Leap Day, February 29th

Leap Day

Leap Day was always exciting to me when I was a kid. It just seemed cool that it was a day that only came around every four years, and then when I discovered Pirates of Penzance... wow, my love of Leap Day quadrupled.

But, then I found out that in Scotland, Leap Years, the whole year, are generally considered unlucky and Leap Year Day is a particularly bad day because it was Job's Birthday, and he cursed the day that he was born. All this Job information is according to The Perpetual Almanack of Folklore. Poor Job. I almost want to make a birthday cake in his honor. And for all of us who have to work an extra day this year. I mean really, this year we have to work an extra day! There is something wrong with that! If we have to add an extra day to the year, that just might be an unlucky day, we shouldn't have to work, we should make it a National holiday!

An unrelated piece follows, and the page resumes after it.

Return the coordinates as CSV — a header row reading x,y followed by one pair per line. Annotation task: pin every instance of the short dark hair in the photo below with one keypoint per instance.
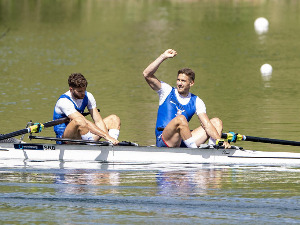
x,y
77,80
187,71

The fifth century Irish single gals liked Leap Day because St. Patrick gave them permission to ask men to get engaged on Leap Day only. If the man said no to the proposal, he was required to give her a gift, or pay a tax, so either way, score for them!

Anyway, we should all head out today with a petition to get Leap Day designated as a National holiday! I am sure we can make a change! You know you want an extra holiday every four years... come on. You do!

2 comments:

Soccer Dad said...

I heard that item about women proposing on the radio this morning and thought of e-mailing you about it. (It was attributed to Queen Margaret of England in 1288, though.) However Snopes is skeptical. (Or shouldn't I tell you that?)

In the Jewish (lunar) year there are leap years too. (This year is one.) A lunar year made up of 12 lunar months is about 354 days; so it loses about 11 days a year. Therefore 7 times every 19 years an extra month is added and that keeps things pretty much in synch. (There is a leap day concept too.)

Muslims do not have a correction so their years shift all around.

Erin aka- absent-minded secretary said...

I, too, have read about Queen Margaret of England starting the tradition, but I liked St. Patrick and St. Brigid of Kildare better, because they would have started about the 5th Century.

Answers.com had a long list of which calendars have leap years and why and even our Gregorian calendar has a twist, centennial years, which are years divisible by 4 must be divisible by 400. So, 2100, will not be a leap year. Interesting. And the Chinese year, which is also lunar, has a lunar month too.